Муж стоял, заложив руки за спину, и пристально смотрел на нее; казалось, он ждал ответа. Но что он хотел от нее услышать? И что она могла сказать ему сейчас? Может, рассказать ему о боли и отчаянии, с которыми она жила эти три года? Нет, едва ли стоило об этом рассказывать. Но не молчать же… Ведь надо хоть что-то сказать…
Лукаво улыбнувшись, Шарлотта проговорила:
– Мужайтесь, ваша светлость. Всего лишь несколько недель назад я бы с удовольствием понаблюдала, как вы тонете. А сегодня очень за вас испугалась.
Он тоже улыбнулся и тихо сказал:
– Выходит, я достиг серьезных успехов, не так ли?
Она кивнула:
– Похоже, что так.
– Но все-таки ты вчера далеко не сразу решила, что должна спасти меня, – с ухмылкой заметил Филипп. – У меня хватило времени на то, чтобы вернуться к тебе, шагая вдоль берега, – а ты только успела снять туфли.
Шарлотта выразительно пожала плечами, и от этого движения грудь ее приподнялась. Заметив, как вспыхнули серебристые глаза мужа, она отчитала себя за то, что невольно провоцировала его. Ей следовало понимать, что она играет в опасную игру…

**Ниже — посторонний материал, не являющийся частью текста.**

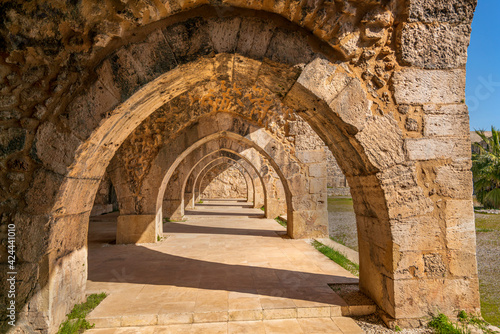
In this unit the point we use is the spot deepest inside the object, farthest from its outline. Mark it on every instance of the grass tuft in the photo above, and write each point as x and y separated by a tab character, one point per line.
339	239
337	257
484	230
76	322
443	325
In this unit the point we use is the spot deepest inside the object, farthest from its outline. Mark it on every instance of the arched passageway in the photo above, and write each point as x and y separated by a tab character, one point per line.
352	71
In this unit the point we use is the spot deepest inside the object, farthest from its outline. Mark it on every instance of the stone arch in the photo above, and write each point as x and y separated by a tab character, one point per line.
211	174
384	166
236	143
255	162
258	190
188	187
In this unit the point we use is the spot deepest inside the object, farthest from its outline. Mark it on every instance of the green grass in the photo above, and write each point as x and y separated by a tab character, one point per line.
484	230
168	220
339	239
443	325
76	322
337	257
280	221
488	236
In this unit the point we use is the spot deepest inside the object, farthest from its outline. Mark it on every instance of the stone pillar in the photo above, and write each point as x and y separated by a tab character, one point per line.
136	229
189	200
172	208
272	208
310	216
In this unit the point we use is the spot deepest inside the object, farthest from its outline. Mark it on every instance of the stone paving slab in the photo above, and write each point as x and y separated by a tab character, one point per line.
213	268
334	325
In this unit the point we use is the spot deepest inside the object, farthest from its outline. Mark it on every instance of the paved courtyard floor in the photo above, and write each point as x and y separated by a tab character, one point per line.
225	269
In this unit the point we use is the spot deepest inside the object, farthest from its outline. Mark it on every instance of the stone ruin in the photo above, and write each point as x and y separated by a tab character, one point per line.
152	91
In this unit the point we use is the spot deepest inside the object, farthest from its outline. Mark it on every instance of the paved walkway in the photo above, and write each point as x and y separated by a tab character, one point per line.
224	270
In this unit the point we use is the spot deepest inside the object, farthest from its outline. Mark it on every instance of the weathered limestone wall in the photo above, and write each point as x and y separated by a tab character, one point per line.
382	83
105	199
336	181
224	181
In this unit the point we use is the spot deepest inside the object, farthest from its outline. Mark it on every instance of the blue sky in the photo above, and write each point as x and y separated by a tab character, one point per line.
483	67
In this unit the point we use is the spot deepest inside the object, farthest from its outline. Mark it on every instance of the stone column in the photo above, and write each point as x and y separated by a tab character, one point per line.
136	229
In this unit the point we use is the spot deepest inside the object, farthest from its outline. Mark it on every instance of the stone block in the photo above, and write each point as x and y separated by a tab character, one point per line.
446	125
280	313
352	105
382	142
313	312
452	11
437	148
224	33
254	38
129	320
426	235
317	77
311	156
436	46
417	86
41	196
462	263
459	214
318	170
317	185
86	111
462	294
136	229
449	109
175	318
11	140
30	249
55	149
289	48
76	196
454	182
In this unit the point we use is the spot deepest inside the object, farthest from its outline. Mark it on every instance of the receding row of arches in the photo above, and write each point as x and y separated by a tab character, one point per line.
166	98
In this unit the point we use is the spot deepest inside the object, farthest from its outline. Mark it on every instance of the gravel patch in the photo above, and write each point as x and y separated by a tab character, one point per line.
373	324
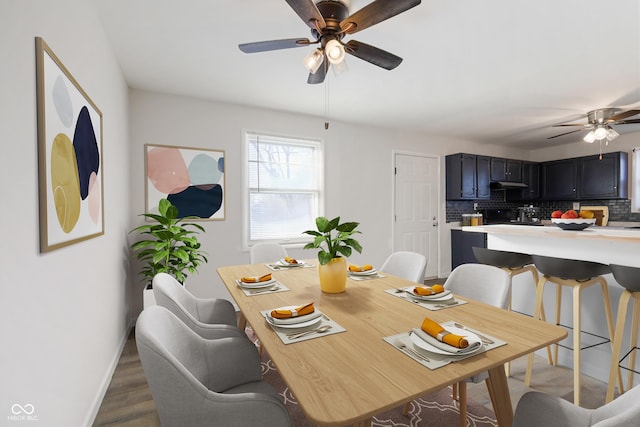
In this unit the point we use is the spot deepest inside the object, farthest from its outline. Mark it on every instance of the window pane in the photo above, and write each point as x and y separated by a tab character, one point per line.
281	215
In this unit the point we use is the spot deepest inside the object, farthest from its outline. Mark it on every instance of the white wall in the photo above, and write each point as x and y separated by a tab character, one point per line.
359	170
63	314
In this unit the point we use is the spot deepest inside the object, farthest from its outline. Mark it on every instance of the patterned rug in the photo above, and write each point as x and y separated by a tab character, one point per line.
437	409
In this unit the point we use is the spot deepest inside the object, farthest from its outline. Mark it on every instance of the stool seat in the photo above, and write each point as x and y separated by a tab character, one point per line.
501	258
577	275
570	269
629	278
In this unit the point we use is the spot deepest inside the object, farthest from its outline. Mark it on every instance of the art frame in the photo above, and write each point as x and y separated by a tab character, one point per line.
70	172
192	179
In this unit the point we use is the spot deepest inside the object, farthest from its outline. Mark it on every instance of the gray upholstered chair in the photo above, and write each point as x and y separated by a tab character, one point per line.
199	382
537	409
210	318
406	264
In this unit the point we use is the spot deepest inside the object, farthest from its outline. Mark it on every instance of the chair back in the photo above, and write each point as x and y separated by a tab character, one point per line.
406	264
266	252
481	282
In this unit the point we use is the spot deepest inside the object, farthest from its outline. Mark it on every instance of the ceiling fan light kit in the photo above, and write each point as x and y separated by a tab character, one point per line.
329	21
599	124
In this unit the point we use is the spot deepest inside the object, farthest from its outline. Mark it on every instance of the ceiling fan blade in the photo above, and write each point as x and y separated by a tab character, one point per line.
273	45
375	12
308	12
626	122
566	133
623	115
372	54
318	76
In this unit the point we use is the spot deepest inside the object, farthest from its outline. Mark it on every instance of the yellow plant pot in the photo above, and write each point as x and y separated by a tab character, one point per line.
333	276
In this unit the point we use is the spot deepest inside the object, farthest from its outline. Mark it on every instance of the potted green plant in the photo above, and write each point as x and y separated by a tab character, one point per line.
336	244
169	244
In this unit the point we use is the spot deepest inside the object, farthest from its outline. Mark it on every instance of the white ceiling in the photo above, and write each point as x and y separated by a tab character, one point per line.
493	71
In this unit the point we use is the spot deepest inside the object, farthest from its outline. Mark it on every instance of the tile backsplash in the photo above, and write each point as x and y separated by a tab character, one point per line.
619	210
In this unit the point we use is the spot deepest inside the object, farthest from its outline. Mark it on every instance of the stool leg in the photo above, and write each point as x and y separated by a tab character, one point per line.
606	300
634	338
536	315
617	344
577	327
558	307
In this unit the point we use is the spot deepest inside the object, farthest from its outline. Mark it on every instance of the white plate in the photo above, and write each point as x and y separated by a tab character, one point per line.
442	296
257	285
298	325
283	263
364	273
424	345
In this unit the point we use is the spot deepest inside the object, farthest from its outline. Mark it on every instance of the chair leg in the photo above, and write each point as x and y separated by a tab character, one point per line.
536	315
462	393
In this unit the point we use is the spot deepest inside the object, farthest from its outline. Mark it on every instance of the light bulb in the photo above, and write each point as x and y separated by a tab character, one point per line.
590	137
334	51
600	133
313	60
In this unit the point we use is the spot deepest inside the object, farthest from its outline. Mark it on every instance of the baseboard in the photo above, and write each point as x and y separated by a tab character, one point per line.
106	380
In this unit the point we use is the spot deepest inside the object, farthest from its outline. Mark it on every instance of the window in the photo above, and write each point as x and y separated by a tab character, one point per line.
284	186
635	180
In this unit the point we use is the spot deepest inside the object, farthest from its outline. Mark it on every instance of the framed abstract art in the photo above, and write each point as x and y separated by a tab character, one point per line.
70	172
192	179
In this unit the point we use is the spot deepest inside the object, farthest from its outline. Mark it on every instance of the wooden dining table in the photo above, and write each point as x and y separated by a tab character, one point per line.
347	378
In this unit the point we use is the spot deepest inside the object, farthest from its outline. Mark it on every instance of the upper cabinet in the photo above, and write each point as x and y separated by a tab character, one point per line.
467	176
586	178
604	178
506	170
560	180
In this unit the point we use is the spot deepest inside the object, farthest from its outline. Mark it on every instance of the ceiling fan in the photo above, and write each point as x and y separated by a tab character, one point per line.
599	124
330	21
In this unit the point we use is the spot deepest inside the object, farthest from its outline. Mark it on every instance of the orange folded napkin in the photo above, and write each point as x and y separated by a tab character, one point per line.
264	278
299	311
428	290
438	332
358	268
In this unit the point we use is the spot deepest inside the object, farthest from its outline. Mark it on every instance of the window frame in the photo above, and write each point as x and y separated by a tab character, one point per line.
319	160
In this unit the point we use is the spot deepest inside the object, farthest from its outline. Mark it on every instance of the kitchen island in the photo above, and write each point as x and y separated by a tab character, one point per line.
607	245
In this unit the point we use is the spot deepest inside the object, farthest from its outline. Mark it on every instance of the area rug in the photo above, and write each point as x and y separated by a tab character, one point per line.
437	409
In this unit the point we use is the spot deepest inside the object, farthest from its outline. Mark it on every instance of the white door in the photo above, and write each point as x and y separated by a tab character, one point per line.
416	208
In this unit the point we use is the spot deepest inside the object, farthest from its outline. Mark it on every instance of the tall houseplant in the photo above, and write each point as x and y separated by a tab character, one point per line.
169	244
336	243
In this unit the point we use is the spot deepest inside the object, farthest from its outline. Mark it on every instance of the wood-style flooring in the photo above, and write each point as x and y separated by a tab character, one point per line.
128	400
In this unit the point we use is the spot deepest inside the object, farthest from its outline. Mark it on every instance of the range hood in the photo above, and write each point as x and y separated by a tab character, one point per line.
507	185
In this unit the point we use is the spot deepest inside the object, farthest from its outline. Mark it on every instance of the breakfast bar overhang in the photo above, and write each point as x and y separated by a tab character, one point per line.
606	245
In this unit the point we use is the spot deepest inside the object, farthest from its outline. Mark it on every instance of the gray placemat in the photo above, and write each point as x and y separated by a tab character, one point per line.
283	333
429	305
438	360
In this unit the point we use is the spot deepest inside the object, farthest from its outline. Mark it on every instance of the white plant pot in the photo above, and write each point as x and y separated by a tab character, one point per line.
148	299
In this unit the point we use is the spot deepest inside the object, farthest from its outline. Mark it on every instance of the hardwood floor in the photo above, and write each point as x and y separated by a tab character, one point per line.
128	400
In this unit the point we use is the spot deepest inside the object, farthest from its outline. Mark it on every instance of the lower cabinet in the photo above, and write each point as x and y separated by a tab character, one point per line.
462	243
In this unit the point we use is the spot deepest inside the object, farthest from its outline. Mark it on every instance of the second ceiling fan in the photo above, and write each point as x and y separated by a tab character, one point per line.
330	21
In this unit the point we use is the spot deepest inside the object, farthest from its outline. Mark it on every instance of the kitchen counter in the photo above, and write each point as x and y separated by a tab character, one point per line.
607	245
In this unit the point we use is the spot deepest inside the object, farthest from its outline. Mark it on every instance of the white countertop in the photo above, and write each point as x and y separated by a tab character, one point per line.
551	231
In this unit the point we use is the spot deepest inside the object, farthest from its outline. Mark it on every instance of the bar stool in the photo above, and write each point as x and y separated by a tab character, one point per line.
629	278
578	275
513	263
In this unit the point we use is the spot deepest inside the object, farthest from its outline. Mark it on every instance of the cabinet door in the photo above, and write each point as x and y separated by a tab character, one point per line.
559	179
603	178
513	170
483	166
498	169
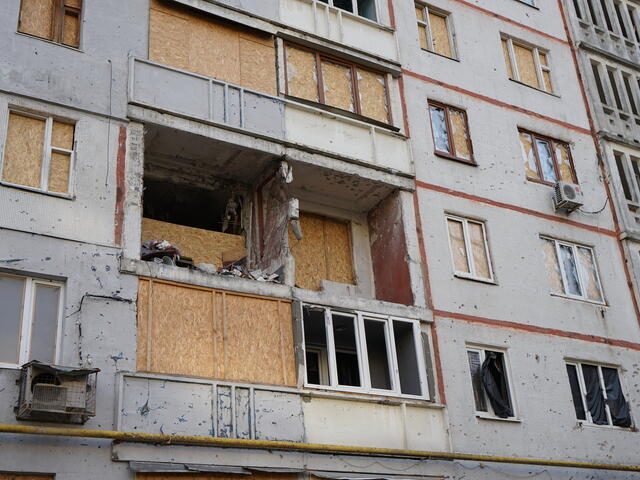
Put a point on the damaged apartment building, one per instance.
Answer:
(335, 239)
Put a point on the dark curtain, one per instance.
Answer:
(494, 379)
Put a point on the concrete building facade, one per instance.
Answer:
(314, 238)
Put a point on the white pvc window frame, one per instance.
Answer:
(362, 354)
(582, 276)
(482, 352)
(47, 151)
(27, 314)
(472, 274)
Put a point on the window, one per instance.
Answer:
(491, 386)
(450, 129)
(434, 30)
(597, 395)
(572, 270)
(31, 318)
(527, 64)
(358, 351)
(38, 153)
(363, 8)
(318, 78)
(469, 249)
(55, 20)
(546, 160)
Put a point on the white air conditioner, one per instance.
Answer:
(567, 197)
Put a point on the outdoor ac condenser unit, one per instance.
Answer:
(567, 197)
(51, 393)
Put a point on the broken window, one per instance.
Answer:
(337, 83)
(363, 8)
(434, 30)
(546, 160)
(490, 381)
(597, 395)
(363, 352)
(38, 153)
(527, 64)
(572, 270)
(323, 253)
(31, 314)
(469, 249)
(450, 130)
(55, 20)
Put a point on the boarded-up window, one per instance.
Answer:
(324, 252)
(55, 20)
(315, 77)
(572, 270)
(450, 132)
(545, 159)
(434, 30)
(38, 153)
(215, 48)
(469, 249)
(201, 332)
(527, 64)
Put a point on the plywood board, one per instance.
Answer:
(302, 77)
(23, 152)
(36, 18)
(204, 246)
(373, 95)
(337, 83)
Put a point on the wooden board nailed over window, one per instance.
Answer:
(201, 332)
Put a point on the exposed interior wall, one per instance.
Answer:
(389, 252)
(213, 47)
(201, 332)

Подхватив одной рукой юбки, а другой держась за перила, Шарлотта продолжила подниматься по лестнице. Обернувшись, со смехом она заявила:
– Если честно, то все дело в платье.
Филипп нахмурился; он был явно озадачен, ее словами.
– В платье? Что ты имеешь в виду?
Добравшись до лестничной площадки, Шарлотта снова обернулась и с невиннейшим видом ответила:
– Я имею в виду платье из зеленого муслина. То, что ты купил для меня, с него было бы невозможно удалить пятна грязи. А испортить такое платье это ужасное расточительство…
Филипп весело рассмеялся, и в тот же миг Шарлотта исчезла за углом. Она с улыбкой зашла в свою спальню и, закрыв за собой дверь, прислонилась к ней.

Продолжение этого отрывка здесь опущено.